There is something particularly enjoyable about working on the inception of a new telescope project. This is when you explore its scientific potential before realities such as budget and technological restrictions start to poke some holes in your plan and reduce the scope of your project. This honeymoon phase is were we are in the development of the WST concept, a telescope that will do for spectroscopy what the Vera Rubin Observatory is going to do for imaging.
The scientific goals of the 10m class WST are ambitious, with simultaneous operation of a large field-of-view (5 sq. degree) and high multiplex (20,000) multi-object spectrograph facility with both medium and high-resolution modes (MOS), and a giant panoramic integral field spectrograph (IFS). WST will achieve transformative results in most areas of astrophysics: e.g. the nature and expansion of the dark Universe, the formation of first stars and galaxies and their role in the cosmic reionisation, the study of the dark and baryonic material in the cosmic web, the baryon cycle in galaxies, the formation history of the Milky Way and dwarf galaxies in the Local Group, characterization of exoplanet hosts, and the characterisation of transient phenomena.
This telescope is also a big deal for Australia as it could become a path toward ESO membership. The construction of VISTA was after all how the UK joined ESO and the European astronomical community is decidedly in support of ESO making WST its next flagship project (76% support according to a poll). For this reason, we are investing in the early design work of the telescope with AITC’s work focused specifically on the telescope structure. We recently contributed to the project’s optical design workshop that took place in Lyon at the end of March. We are now down to two optical designs that will be investigated in more detail, including consideration for the complexity and cost of the telescope’s structure.

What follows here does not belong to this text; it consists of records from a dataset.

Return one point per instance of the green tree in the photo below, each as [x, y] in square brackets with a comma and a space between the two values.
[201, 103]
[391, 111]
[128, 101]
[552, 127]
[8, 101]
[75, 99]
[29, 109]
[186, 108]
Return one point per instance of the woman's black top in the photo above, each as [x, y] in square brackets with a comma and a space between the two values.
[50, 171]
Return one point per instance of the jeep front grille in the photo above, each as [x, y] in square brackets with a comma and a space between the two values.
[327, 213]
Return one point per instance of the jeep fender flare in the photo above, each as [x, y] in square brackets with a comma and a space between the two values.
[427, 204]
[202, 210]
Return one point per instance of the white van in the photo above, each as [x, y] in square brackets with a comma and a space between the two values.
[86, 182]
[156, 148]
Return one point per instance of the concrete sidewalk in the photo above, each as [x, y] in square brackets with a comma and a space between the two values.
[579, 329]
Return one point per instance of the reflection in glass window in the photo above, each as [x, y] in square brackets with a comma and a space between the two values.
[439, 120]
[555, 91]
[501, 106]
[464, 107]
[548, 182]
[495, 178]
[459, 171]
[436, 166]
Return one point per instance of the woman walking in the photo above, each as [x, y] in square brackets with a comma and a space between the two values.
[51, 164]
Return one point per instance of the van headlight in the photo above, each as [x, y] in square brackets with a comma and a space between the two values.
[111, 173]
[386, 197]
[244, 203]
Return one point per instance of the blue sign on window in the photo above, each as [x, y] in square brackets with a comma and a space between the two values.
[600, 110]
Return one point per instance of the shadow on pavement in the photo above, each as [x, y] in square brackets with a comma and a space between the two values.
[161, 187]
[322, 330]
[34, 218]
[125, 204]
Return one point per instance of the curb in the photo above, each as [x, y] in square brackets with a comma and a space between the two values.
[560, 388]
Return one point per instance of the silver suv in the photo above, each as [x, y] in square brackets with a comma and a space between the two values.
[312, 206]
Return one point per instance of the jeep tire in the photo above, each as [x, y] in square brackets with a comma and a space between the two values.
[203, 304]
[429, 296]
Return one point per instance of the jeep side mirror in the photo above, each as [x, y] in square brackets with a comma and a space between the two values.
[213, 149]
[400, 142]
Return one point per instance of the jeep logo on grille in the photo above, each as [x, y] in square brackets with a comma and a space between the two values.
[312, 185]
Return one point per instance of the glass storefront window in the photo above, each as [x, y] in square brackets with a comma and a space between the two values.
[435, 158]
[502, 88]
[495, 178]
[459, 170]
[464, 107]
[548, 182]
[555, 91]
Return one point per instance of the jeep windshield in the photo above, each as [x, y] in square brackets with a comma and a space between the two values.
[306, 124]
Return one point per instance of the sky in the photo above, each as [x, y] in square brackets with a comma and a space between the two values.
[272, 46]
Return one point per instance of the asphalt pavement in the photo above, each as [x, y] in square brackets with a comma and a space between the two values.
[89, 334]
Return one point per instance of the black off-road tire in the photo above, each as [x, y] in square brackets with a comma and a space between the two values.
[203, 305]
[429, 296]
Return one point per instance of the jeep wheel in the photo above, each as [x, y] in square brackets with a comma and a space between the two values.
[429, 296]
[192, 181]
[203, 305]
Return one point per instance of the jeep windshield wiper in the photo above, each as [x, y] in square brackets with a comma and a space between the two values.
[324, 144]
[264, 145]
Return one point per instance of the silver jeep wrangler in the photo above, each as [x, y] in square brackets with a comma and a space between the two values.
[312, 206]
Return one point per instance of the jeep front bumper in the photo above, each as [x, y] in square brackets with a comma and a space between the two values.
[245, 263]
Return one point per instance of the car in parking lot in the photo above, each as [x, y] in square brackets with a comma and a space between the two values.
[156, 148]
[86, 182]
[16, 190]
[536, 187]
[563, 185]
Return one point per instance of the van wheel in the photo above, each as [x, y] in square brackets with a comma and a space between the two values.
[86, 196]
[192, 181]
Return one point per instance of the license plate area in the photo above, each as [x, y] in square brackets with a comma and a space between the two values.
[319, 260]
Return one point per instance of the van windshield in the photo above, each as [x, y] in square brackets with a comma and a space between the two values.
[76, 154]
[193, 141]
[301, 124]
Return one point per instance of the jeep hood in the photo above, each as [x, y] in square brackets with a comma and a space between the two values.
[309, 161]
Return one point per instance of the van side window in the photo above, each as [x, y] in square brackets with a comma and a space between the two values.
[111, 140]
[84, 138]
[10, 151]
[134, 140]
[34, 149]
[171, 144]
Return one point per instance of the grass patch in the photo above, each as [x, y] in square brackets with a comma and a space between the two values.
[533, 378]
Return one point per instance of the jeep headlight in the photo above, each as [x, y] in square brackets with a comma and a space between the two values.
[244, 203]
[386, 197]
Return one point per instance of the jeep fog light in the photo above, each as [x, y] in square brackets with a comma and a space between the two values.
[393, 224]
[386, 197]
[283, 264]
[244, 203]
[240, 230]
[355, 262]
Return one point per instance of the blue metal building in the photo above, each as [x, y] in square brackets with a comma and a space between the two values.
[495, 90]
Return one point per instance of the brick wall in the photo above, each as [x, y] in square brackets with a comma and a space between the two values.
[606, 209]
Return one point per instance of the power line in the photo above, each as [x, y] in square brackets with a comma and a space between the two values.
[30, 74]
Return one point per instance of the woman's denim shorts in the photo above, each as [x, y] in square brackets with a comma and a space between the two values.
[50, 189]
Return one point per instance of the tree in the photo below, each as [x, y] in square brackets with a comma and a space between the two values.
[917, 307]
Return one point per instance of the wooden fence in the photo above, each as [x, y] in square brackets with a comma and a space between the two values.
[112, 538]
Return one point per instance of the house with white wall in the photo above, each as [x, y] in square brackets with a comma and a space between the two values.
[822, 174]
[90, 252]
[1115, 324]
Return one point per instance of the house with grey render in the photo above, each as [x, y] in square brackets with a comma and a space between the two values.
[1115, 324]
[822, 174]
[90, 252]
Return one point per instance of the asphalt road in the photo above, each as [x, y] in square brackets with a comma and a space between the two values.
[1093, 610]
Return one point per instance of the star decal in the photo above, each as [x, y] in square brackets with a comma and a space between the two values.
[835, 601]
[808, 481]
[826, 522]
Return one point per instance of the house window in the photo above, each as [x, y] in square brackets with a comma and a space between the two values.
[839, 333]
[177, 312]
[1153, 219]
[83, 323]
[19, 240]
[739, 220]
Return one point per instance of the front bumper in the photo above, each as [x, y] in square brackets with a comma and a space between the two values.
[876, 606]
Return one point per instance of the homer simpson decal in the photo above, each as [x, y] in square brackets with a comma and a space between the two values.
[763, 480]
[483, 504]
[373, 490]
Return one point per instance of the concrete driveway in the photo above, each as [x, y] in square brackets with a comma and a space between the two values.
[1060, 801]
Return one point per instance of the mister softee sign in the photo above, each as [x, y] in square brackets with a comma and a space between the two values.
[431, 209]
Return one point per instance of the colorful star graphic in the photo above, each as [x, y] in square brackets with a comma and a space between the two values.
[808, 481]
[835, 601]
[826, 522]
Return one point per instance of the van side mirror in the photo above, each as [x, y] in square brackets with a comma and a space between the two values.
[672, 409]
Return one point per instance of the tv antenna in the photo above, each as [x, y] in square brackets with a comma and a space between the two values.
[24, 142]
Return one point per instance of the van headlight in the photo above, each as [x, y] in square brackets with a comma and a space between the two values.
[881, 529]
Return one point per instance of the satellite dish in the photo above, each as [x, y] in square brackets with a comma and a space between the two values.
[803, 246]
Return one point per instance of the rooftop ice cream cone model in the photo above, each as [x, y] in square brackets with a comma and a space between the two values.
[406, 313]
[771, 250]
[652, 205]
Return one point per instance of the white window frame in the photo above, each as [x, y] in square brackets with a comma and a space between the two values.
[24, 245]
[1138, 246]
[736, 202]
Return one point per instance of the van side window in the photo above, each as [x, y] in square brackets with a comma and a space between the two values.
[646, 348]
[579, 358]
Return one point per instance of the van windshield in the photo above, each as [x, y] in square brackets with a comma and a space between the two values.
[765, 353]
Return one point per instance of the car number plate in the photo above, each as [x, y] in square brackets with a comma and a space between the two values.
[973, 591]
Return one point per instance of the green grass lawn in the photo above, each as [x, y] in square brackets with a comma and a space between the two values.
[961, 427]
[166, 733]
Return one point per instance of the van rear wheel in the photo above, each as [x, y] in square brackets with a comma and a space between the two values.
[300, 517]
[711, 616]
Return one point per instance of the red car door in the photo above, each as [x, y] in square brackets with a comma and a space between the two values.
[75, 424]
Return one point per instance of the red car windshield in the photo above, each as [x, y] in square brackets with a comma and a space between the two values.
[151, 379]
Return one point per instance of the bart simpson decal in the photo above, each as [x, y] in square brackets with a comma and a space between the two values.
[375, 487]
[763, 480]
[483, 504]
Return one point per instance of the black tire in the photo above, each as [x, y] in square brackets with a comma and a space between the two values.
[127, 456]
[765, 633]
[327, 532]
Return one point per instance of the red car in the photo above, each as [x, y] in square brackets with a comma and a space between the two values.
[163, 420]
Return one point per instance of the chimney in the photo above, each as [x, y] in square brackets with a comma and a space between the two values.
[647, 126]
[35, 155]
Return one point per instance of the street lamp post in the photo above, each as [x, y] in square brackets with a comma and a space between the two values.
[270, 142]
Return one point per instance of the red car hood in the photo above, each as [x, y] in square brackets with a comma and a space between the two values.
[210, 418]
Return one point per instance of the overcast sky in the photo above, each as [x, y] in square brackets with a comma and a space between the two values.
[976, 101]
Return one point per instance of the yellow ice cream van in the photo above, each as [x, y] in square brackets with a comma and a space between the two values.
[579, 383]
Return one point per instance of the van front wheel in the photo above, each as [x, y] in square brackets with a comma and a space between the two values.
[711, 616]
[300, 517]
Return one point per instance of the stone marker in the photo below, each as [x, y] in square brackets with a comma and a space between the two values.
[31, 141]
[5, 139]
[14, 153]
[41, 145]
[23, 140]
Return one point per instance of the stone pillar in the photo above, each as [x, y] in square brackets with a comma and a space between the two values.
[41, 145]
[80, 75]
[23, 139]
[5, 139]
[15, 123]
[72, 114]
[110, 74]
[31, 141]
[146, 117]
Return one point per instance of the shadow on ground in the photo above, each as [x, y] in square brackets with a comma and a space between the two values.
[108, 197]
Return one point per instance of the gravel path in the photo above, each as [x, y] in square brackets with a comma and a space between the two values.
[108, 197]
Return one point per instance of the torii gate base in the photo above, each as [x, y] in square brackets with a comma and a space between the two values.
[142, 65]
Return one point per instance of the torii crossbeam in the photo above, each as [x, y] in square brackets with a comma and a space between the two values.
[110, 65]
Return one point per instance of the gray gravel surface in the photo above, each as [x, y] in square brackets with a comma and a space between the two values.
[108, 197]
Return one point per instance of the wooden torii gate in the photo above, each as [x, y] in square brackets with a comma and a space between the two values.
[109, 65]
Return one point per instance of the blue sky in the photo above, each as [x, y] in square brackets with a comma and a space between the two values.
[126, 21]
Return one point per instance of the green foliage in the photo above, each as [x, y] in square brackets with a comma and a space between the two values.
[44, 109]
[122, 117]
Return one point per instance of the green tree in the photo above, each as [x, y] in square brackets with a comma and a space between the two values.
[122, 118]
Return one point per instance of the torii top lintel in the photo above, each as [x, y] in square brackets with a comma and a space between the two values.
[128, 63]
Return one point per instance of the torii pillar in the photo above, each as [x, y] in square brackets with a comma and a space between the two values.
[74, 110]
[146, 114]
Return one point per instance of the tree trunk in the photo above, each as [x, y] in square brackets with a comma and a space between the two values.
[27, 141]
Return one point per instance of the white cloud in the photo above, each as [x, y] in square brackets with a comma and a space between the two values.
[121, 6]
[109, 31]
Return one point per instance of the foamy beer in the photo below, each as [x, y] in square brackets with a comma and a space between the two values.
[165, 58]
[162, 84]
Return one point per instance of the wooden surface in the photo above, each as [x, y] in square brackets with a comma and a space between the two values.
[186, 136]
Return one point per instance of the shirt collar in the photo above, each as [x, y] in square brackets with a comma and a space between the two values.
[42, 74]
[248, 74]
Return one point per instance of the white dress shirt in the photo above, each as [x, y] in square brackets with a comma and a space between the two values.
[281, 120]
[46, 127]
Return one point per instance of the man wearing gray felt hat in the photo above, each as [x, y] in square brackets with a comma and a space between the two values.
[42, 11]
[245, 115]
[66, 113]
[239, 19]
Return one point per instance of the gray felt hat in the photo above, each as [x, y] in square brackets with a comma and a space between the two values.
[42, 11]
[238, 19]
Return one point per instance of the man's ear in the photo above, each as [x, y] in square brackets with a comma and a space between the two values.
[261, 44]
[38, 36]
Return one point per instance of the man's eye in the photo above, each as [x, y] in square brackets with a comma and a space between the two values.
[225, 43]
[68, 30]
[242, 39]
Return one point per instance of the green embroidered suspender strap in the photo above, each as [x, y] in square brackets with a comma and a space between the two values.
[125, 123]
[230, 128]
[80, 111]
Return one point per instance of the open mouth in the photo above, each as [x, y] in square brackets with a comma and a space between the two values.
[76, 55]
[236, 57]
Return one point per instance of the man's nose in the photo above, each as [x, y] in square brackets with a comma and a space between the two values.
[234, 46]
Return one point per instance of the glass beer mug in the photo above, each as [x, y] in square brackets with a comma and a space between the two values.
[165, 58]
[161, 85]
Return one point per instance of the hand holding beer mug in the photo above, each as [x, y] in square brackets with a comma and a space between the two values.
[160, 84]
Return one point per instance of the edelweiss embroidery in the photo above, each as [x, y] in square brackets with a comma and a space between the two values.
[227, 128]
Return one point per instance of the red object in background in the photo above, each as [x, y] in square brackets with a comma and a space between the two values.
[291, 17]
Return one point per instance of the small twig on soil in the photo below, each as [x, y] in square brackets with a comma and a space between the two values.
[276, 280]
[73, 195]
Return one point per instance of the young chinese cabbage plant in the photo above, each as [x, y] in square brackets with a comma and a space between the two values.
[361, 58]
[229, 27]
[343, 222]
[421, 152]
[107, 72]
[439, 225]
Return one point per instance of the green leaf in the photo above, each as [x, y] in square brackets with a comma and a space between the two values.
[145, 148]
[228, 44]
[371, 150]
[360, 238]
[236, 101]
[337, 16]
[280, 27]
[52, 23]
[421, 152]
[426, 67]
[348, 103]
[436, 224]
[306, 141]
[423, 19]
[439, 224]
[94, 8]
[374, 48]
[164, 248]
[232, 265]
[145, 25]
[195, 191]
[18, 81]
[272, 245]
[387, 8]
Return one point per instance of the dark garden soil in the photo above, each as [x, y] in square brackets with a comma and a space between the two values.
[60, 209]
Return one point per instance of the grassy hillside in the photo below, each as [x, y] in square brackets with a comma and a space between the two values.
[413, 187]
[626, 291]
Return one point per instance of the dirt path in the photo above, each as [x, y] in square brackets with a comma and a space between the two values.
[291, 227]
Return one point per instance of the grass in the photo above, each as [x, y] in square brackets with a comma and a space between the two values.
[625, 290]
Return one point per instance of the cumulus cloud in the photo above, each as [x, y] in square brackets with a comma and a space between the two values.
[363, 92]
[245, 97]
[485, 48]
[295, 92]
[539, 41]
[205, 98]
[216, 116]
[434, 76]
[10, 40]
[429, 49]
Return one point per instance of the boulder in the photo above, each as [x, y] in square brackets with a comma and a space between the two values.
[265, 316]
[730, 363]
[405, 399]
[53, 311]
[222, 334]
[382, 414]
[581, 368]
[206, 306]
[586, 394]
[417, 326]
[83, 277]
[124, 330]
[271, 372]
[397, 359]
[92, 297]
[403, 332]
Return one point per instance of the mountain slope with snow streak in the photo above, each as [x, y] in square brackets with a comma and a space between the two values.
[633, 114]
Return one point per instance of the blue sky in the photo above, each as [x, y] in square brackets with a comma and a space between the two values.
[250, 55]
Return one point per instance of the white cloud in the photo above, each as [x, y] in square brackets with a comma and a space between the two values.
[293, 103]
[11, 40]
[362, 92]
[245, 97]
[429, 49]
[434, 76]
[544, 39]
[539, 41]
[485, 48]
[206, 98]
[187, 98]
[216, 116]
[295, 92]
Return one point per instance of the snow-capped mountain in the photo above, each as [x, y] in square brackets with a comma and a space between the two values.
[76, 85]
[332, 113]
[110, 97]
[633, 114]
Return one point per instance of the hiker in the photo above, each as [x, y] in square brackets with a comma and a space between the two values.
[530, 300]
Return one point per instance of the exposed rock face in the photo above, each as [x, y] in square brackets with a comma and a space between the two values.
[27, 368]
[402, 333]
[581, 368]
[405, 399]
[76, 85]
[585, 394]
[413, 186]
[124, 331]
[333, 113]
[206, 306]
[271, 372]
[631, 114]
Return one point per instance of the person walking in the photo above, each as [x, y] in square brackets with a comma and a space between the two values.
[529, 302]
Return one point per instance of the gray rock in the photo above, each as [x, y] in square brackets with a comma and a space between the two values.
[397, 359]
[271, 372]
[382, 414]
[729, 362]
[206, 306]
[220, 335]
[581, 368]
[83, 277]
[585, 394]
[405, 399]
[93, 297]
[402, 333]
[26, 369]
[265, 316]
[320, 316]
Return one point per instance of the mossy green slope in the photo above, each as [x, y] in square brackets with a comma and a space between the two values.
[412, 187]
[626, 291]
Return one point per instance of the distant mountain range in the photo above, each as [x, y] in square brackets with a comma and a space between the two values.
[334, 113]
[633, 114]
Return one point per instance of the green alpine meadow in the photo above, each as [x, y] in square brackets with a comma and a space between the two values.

So, to all that are interested in the project, whether it is for its science or its technical design, we will have a busy calendar this year. The first event is a science meeting aimed at developing the observatory’s science case. The meeting will take place between the 23rd and 26th of May in Vienna and Australian participation is highly anticipated. This meeting is important to constrain the telescope’s requirements and assure that we will deliver a telescope that fits your favourite science case.
The second meeting, which will also take place in Europe in October of this year, will be aimed at the technical team with the goal to set the conceptual design of the observatory. Our goal is to advance the design sufficiently to make a credible case to the different funding agencies both in Europe and Australia in 2024.
Finally, the observatory’s PI Roland Bacon will be touring Australia, spending a total of one month at the end of the year across some of Australia’s key astronomical institutions to broaden support for the project. Expect to hear more from me on that visit as we will plan a special workshop dedicated to WST during his visit at ANU.